Mini Stroke Vs Regular Stroke: Fresh Insights
Sometimes when we do not heed the warning signs of stroke, we end up becoming victims of this devastating episode. One such sign is the Transient Ischaemic Attack (TIA) or mini-stroke. It has been observed that the risk of stroke in the first three months after a TIA is 2-17 percent. About 33 percent of those with a history of TIA have a major stroke within a year without any treatment.
When the blood flow to the brain cuts off for a short while (less than 5 minutes) it causes a transient neurological symptom same as is observed in stroke but are rapidly reversible. This is known as TIA. TIA is also referred to as mini-stroke because it is like a miniature version of a full-blown stroke. It causes less damage but it sure needs emergency care without delay.
Difference from stroke
When an artery that is supplying blood to the brain gets blocked due to a blood clot, it causes oxygen starvation resulting in TIA. In a TIA, such a temporary clog is usually pushed along and is broken down. Thus, the normal flow of blood to the brain returns quickly. Symptoms of a TIA usually subside within an hour (typically less than 15 minutes) but may last up to 24 hours in some cases. Quite contrary, in an ischemic stroke, the brain is oxygen-deprived for a longer period. This causes more damage and brings long-lasting effects that can be fatal and cause permanent disability or death.
Apart from the risks that are not under our control like age and family history, in general women have a higher risk of stroke/TIA than men. Other health conditions such as obesity, carotid artery disease, high BP, high cholesterol, diabetes, and preexisting heart conditions are also found to increase the odds of stroke/TIA. Lifestyle choices like excess smoking, alcohol consumption, eating foods high in cholesterol, and using drugs such as amphetamines, cocaine, and heroin can increase the risk.
Warning signs and symptoms
We must attempt to remember the term “FAST” (which denotes Face, Arms, Speech, Time).
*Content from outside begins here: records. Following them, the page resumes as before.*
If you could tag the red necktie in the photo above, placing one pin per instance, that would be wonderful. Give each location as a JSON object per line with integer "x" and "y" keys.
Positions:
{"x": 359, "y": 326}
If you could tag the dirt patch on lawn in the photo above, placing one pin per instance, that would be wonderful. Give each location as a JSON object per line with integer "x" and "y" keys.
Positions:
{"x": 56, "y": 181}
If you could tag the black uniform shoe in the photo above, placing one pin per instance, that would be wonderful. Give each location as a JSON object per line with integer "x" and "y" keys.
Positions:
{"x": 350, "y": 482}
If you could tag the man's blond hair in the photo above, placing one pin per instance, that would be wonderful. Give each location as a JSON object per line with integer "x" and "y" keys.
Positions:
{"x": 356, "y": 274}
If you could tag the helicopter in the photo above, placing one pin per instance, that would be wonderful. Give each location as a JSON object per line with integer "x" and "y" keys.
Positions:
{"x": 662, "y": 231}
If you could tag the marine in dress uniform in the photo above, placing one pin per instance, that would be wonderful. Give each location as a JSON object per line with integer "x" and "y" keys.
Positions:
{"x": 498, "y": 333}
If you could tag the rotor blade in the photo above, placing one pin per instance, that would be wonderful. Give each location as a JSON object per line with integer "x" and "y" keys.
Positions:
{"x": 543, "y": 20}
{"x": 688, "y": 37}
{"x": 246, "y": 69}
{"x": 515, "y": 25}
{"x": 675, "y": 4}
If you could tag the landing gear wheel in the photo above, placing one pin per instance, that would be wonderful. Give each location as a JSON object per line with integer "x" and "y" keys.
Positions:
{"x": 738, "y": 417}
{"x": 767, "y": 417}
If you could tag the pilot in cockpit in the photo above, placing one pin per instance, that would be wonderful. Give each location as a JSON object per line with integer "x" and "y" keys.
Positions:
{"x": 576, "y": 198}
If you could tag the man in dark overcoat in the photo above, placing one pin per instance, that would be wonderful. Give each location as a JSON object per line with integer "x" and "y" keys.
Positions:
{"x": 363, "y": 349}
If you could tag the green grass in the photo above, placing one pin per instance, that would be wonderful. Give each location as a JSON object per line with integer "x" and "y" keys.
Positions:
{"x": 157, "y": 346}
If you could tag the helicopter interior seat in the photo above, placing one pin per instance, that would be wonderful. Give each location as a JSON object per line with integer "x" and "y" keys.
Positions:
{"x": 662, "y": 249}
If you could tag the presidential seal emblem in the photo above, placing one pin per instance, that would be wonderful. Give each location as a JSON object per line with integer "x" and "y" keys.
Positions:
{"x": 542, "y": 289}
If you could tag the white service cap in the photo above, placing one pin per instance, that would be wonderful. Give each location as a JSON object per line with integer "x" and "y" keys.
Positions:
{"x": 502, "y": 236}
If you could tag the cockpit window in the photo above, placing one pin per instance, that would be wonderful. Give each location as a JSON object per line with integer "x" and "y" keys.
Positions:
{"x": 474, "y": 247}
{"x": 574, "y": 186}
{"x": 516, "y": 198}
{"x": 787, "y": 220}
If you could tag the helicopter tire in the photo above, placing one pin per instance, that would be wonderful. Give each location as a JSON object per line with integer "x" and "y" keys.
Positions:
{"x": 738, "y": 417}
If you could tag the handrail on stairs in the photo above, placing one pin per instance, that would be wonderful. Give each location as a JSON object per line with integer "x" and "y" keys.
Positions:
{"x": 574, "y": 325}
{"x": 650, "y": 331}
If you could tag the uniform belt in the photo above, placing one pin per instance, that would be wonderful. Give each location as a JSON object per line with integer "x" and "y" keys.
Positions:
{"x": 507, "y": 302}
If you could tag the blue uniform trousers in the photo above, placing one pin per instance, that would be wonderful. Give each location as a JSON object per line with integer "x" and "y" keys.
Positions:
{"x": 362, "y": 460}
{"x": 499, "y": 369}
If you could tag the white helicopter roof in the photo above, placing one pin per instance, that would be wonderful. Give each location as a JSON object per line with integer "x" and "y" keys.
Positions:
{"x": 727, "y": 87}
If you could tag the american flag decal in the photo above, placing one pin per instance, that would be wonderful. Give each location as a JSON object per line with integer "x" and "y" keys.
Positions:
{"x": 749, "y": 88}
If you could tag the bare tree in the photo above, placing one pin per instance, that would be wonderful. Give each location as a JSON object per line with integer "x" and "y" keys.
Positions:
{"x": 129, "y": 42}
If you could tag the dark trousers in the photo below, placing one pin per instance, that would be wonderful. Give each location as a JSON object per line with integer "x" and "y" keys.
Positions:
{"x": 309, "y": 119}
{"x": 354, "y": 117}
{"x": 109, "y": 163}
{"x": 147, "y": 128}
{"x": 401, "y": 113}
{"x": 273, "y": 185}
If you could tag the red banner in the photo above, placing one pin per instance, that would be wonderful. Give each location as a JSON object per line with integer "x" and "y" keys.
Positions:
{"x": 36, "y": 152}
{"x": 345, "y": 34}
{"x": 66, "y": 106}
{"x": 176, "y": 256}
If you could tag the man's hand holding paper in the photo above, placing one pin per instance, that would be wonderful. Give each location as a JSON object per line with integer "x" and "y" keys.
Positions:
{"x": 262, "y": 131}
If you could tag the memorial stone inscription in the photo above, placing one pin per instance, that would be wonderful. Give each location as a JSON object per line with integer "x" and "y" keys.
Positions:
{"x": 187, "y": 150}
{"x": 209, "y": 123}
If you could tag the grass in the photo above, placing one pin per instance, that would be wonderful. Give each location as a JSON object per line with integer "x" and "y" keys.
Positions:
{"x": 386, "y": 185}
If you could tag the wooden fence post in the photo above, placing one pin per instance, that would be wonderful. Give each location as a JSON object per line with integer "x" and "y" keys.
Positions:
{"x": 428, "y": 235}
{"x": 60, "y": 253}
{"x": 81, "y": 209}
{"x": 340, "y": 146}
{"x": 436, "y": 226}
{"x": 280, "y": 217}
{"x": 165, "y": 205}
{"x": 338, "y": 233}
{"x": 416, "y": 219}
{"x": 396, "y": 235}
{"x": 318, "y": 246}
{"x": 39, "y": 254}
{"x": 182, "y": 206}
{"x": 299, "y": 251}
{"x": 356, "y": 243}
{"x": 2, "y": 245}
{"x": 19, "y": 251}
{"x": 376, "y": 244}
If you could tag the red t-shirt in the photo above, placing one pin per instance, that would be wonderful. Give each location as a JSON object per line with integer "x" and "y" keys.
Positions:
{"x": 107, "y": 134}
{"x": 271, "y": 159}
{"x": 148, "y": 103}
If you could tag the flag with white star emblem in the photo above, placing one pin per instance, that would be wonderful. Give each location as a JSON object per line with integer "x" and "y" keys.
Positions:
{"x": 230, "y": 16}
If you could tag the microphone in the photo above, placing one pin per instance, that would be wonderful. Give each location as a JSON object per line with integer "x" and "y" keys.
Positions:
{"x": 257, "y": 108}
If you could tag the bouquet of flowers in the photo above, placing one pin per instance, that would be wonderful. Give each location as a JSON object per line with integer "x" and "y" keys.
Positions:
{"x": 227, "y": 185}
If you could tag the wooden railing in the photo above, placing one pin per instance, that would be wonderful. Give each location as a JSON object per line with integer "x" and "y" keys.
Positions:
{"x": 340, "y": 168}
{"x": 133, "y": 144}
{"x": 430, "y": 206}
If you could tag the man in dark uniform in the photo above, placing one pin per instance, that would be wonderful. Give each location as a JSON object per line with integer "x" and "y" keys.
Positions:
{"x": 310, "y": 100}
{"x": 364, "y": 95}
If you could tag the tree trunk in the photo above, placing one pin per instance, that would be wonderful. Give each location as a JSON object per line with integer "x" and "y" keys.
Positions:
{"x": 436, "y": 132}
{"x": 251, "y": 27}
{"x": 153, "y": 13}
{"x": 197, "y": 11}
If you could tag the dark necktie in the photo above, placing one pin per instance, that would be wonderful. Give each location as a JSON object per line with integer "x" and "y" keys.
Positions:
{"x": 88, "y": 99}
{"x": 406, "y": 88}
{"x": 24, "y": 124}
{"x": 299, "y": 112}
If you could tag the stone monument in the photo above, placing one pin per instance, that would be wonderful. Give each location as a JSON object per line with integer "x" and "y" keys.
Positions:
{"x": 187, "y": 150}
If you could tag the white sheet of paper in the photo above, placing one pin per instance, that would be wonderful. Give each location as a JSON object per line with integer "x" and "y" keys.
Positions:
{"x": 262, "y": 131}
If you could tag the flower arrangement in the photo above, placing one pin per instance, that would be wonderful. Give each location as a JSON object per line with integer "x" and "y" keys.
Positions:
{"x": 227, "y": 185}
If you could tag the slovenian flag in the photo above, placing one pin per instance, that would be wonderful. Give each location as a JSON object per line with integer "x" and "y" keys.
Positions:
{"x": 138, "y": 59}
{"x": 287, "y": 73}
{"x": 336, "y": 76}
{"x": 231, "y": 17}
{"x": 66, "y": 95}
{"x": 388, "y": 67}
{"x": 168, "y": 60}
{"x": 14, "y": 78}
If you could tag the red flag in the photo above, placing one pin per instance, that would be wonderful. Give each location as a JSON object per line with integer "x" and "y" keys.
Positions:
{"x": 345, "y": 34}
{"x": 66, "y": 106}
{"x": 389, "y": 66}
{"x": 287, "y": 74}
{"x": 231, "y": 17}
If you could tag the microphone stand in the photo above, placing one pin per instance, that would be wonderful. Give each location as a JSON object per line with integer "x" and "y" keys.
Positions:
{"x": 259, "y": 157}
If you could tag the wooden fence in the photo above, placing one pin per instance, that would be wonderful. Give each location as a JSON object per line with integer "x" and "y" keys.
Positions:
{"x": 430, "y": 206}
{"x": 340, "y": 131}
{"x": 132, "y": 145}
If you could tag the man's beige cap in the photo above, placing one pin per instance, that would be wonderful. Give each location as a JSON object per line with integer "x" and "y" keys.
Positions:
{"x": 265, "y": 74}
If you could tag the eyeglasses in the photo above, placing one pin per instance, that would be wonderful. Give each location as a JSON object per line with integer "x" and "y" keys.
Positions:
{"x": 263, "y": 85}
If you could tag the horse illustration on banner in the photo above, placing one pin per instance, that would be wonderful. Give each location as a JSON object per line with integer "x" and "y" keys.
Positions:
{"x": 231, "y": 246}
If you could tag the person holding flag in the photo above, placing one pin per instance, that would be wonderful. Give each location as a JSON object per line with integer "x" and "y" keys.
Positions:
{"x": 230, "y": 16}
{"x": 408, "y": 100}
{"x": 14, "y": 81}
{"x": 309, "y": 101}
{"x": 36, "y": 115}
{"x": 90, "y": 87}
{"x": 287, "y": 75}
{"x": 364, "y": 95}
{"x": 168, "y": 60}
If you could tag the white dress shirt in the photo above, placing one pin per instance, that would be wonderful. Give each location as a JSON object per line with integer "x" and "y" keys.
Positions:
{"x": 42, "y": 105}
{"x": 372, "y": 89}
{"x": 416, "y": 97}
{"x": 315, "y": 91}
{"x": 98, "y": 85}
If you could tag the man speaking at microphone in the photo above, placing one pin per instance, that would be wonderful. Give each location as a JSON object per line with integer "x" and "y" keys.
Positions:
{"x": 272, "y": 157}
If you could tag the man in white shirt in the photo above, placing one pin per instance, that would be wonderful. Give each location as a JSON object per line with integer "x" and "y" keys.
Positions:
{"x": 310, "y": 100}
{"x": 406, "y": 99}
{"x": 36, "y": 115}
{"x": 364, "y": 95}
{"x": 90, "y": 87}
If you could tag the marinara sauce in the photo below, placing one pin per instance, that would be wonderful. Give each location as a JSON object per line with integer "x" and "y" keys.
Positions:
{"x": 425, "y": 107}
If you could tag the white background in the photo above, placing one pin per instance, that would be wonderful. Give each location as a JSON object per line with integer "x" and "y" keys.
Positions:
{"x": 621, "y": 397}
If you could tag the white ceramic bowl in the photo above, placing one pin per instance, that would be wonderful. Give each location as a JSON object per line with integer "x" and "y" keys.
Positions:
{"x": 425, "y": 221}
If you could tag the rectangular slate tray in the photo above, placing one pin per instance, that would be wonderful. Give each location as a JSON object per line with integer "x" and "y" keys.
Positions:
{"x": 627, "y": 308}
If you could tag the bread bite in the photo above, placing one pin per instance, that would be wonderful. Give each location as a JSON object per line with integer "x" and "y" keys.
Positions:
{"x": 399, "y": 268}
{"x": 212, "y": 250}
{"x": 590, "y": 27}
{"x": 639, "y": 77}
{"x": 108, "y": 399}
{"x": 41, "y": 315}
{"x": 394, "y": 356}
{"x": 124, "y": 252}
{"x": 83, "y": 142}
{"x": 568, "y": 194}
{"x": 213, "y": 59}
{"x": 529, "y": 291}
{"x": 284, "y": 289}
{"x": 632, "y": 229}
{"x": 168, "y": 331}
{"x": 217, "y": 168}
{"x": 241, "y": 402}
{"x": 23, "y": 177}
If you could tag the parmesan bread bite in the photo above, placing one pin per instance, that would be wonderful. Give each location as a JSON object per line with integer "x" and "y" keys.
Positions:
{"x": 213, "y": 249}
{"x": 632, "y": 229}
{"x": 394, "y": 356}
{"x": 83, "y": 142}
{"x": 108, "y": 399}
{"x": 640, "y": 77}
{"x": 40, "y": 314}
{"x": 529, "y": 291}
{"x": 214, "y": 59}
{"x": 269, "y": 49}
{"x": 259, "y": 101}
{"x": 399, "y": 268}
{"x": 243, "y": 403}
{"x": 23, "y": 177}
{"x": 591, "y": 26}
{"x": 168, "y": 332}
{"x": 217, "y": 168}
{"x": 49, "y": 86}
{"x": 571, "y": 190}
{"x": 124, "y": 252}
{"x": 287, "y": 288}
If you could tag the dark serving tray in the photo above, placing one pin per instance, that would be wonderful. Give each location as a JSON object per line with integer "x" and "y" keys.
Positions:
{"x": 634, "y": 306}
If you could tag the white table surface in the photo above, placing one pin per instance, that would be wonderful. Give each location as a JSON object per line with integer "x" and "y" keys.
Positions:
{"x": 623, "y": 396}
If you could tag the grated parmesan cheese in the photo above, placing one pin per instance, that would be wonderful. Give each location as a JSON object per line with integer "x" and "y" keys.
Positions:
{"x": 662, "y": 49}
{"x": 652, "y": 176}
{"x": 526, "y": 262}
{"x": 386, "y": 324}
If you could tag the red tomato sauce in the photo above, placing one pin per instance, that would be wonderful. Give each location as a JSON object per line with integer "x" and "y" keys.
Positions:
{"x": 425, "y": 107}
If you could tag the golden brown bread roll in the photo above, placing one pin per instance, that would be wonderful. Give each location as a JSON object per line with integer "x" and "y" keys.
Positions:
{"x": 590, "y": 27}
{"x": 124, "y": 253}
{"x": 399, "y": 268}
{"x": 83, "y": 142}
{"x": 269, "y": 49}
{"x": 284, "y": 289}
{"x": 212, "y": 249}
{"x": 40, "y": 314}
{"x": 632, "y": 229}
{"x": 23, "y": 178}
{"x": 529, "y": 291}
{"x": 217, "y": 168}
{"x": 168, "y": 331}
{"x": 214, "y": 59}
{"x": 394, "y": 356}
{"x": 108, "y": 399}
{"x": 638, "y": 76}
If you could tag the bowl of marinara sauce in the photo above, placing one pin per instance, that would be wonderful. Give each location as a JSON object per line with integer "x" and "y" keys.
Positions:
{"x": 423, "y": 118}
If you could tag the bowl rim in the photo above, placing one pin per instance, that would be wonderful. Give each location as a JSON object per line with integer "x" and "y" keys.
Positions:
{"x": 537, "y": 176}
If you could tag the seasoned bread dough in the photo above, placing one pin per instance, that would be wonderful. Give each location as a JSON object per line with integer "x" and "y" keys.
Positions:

These are mainly seen if a person is having a TIA. These include:
The facial droop may be observed where the eyes or mouth may droop to one side. One may also experience trouble smiling.
Problems related to speech such as slurred, garbled, or difficult to understand. Also, one may find it difficult to gather the right words.
Weakness or numbness of limbs may be experienced. There might be trouble lifting or holding up the arms.
Sometimes one may also notice balance and coordination related troubles, blindness or transient blurring of vision, inability to move one side of the body, dizziness, confusion, and difficulties in understanding others.
Quitting smoking and avoiding exposure to second-hand smoke from tobacco.
Eating a healthy and nutritious diet that includes a lot of fresh fruits and vegetables.
Keeping a check on the excessive intake of salt and fats
Keeping away from recreational drugs.
Maintaining ideal body weight.
Following the advised/timely treatment plan for heart disease, diabetes and other health conditions.
Diagnosis and Management
Diagnosis is generally established through thorough physical examination, neurological tests and various imaging techniques (MRI, Angiography, etc). Medications such as blood-thinners, anti-cholesterol medications with or without the use of minimally invasive procedures (carotid angioplasty/stenting) and surgical procedures (Carotid endarterectomy) may be advised depending upon the severity of the TIA.
When the symptoms of a TIA stroke, although it may pass, one should get medical help immediately. It must be remembered that there is a lot of uncertainty about whether the blood flow will restore on its own or not. It is impossible to predict if one is having a TIA or stroke because the symptoms are more or less the same. Furthermore, in the current pandemic situation, the Covid-19 can lead to the development of blood clots in the vessels supplying the brain. This can subsequently progress to TIA and stroke.